We didn’t pursue the analysts track test to see whether we could build a better model in a conventional tool. The point is really irrelevant. KXEN will build great models given the right data. It will do this faster than a conventional analyst ever could. It can update & redeploy faster, and it can do it over multiple models. Case closed. If you only ever build a couple of models and can spend plenty of time over them, don’t bother with KXEN.
Picking up our car analogy. As one of the supercars of the analytics world of course we want one, despite and because of its occasional quirks. KXEN software is an excellent addition to the customer insight team’s toolbox where it would comfortably sit alongside traditional analytical software to explore features discovered in InfiniteInsight and tools to build and engineer modelling datasets. As an overall component of your CRM architecture, it will increase the speed and efficiency of the Modelling / Analysis team enabling them to quickly understand the feasibility of whether a particular scenario can be modelled.
KXEN commercials place it at the high end of analytical engines, but if you are considering this, a bit like a supercar, price won’t be your only interest. By recognising the commercial benefits of delivering powerful models fast, from speed and reliability of updating, through to ease of deployment, a convincing business case could be constructed that would counter the clearly higher price tag of such a solution. The purchase decision for InfiniteInsight won’t be made on the GUI or its data preparation functionality. What it will be judged on is its ability to build quality models that deliver efficiencies and demonstrable ROI. Modeler delivers this through the algorithms at the heart of the product which have harnessed Structured Risk Minimisation (SRM). With KXEN software installed and operating, the business might find itself in a position to decide whether it wants more productivity from the existing modelling team or achieve the same but with a smaller team. Hopefully for the analysts out there the former!
KXEN’s product positioning, claims that it is aimed at marketers but our experience is that marketers are not the users of such tools. We see this as still very much the domain of the marketing analyst or statistician who will be tasked with the modelling work as marketers do not generally have the data wherewithal or statistical background that is needed to execute the full modelling lifecycle. The software, however good, still requires the modelling scenario to be properly framed, after which an appropriate modelling universe needs to be defined along with the target variable and potential explanatory variables. All these actions require ‘hands-on’ data work to engineer a modelling dataset that is ‘fit for purpose’.

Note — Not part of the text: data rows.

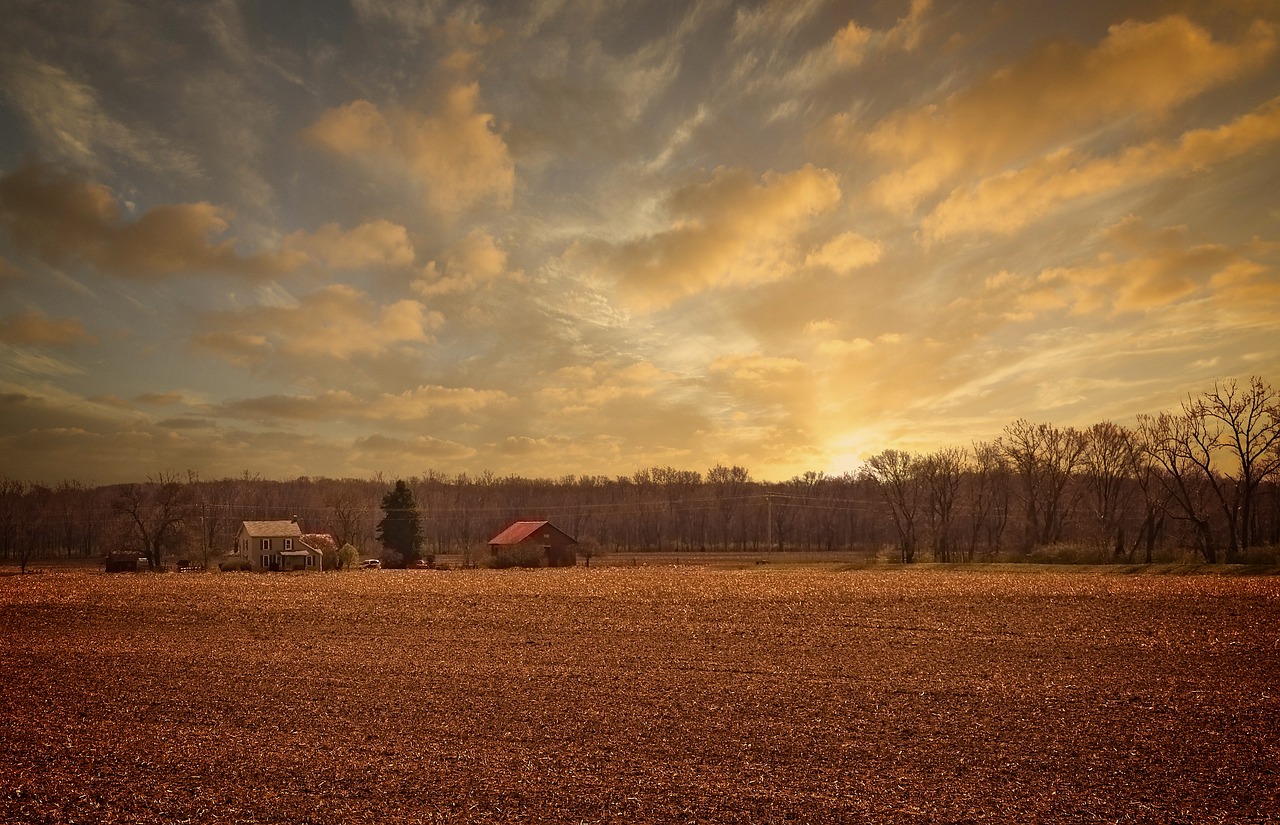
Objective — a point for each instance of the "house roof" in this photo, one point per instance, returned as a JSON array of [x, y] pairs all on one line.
[[320, 541], [273, 530], [521, 531]]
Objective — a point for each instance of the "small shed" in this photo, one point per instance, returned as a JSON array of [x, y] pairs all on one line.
[[554, 542], [126, 562]]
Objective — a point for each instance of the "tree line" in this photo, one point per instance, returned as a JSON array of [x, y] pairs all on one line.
[[1203, 479]]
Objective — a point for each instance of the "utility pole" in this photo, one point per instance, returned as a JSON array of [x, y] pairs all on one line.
[[768, 523]]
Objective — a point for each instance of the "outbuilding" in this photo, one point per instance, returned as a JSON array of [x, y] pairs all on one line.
[[556, 545]]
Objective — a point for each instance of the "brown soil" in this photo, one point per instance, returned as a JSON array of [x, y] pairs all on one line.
[[650, 695]]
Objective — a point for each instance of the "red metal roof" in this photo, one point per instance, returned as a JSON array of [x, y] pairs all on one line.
[[517, 532]]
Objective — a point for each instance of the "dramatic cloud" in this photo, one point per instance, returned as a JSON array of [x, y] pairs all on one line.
[[1010, 201], [33, 328], [452, 154], [337, 321], [568, 237], [378, 243], [71, 125], [1056, 94], [65, 220], [728, 230], [467, 265]]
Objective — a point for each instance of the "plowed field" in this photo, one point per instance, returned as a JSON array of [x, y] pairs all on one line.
[[649, 695]]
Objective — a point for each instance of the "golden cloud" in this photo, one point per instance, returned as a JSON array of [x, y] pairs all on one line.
[[62, 219], [1006, 202], [378, 243], [414, 404], [1162, 267], [471, 262], [35, 328], [428, 448], [1060, 92], [845, 253], [338, 321], [453, 154], [588, 388], [728, 230], [71, 124]]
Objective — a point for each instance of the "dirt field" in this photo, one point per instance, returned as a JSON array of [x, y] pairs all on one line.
[[649, 695]]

Of course, data is the key ingredient for any modelling work, and the quality of that data is paramount to the success of model, as is the breadth and volume of data available within the organisation in an accessible form. If these criteria are met then KXEN InfiniteInsight will undoubtedly provide the quickest answers and deliver quality models.
Addendum - Structured Risk Minimization
The primary challenge for statisticians has been to build highly accurate models that are also reliable. This is particularly challenging with the advent of Big Data where there are high volumes of potential variables to use. Traditional statistics generally only produce an accurate model with a few variables, so an expert is needed to reduce the number of variables before building a model. The more variables there are, the more difficult it can be to build a reliable model. Only the expertise of the statistician or competent analyst guarantees the reliability of the model.
SRM was a breakthrough in mathematics and statistics made by the Russian mathematicians Vladimir Vapnik and Alexey Chervonenkis, which for the first time makes it possible to automatically build reliable and accurate models. In contrast to traditional statistical models, SRM models become more accurate and are still reliable as the number of variables is increased. Model Accuracy and Reliability are determined by the data, not by the expert. Certainly worth a further read if you are interested in how the engine works.